Özgür gazeteciliğe destek olun
Search
Close this search box.

Ruşen Çakır yazdı: Meral Akşener’in kaçırmakta olduğu müthiş fırsat

İYİ Parti Genel Başkanı Meral Akşener’in “Ben başbakanlığa adayım” çıkışını çok kişi eleştiriyor, onun siyaset yapmasını zorlaştırdığını, buna bağlı olarak da partisinin gelişimini yavaşlattığını, hatta gerilettiğini ileri sürüyor. Ayrıca Akşener’in bu hamlesiyle Kemal Kılıçdaroğlu’nun Altılı Masa’da elini alabildiğine güçlendirdiğini, onu ortak adayın saptanmasında tek otorite kıldığını söyleyenler de var.

Akşener pekala başbakan olur

Ben tam tersini düşünüyorum. Akşener’in bu hamlesiyle sadece Kılıçdaroğlu değil, Türkiye siyasi tarihinde benzeri görülmemiş bir deneyim olan Altılı Masa’nın bütününün, dolayısıyla İYİ Parti’nin de güçlü çıkma ihtimalinin altını çizdim. Bunun ötesinde Akşener “Ben başbakanlığa adayım” diyerek, önümüzdeki seçimlerin bir “geçiş dönemi”ni başlatacağını, Türkiye için daha önemli olanın bir sonraki seçim olduğunu öngörüyordu.

Birçok vesileyle dile getirdiğim ileriye dönük bir akıl yürütmem var: Eğer Altılı Masa başta olmak üzere muhalefet önümüzdeki seçimlerden zaferle çıkarsa, Erdoğan liderliğindeki veya Erdoğansız AKP’nin çözülmesi kuvvetle muhtemel. Ve eğer Altılı Masa vadettiği gibi ülkeyi “güçlendirilmiş parlamenter sistem”e taşıyabilirse, yapılacak ilk seçimden, AKP’nin çözülmesinden alabildiğine istifade edebilecek olan İYİ Parti’nin birinci parti çıkması, dolayısıyla o anki cumhurbaşkanının yeni hükümeti kurmak için ilk olarak Akşener’i görevlendirmesi de akla gelen ilk ihtimal.

“HDP’li bakan” çıkışının bozduğu strateji

Bununla birlikte Akşener’in “Ben başbakanlığa adayım” çıkışının onun bugün siyaset yapmasını zorlaştırdığı tespiti çok da yanlış değil. Örneğin kendisinin Sakarya ve Tekirdağ programlarını izledikten sonra yazdığım “Meral Akşener ‘Abla’ olarak kalabilecek mi?” başlıklı yazıda bu çıkışının yol açtığı sorunları aktarmış ancak bunların çok da hayati olmayabileceğini belirtmiştim. 

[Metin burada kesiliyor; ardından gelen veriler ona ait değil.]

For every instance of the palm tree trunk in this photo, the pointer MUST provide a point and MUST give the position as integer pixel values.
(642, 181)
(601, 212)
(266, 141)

Nitekim yazı şöyle bitiyordu: “Ülkenin, muhalefet ittifakının ve kendi partisinin sahici sorunlarını geri plana itebildiği ve halkla içiçe olabildiği ölçüde Akşener’in önü açık ama iktidara geldiği andan itibaren bunlar ayrı ayrı ve çoğunlukla da hep birlikte karşısına çıkacağı için işi çok ama çok zor.”

O yazı 26 Haziran 2022 tarihinde yayınlandı ve daha üç ay olmadan CHP’li Gürsel Tekin’in o çok da gerekli olmayan “HDP’li bakan” çıkışının ardından Akşener’in bu stratejiyi yürütmekte epey zorlandığını gördük. Öyle ki onun bu stratejiden vazgeçtiğini, hatta Altılı Masa’dan bile kalkabileceğini iddia edenler çıktı.

“Tavuk-yumurta” problemi

Akşener’in Altılı Masa’yı bozabileceğini ileri sürenler İYİ Parti cenahından HDP konusunda gelen ve Akşener’i de kapsayan tepkilere şaşmamak gerektiğini, zaten bu partinin merkez sağa oynamak gibi bir niyeti olmadığını, olsa bile bunu başaramayacağını düşünüyorlar.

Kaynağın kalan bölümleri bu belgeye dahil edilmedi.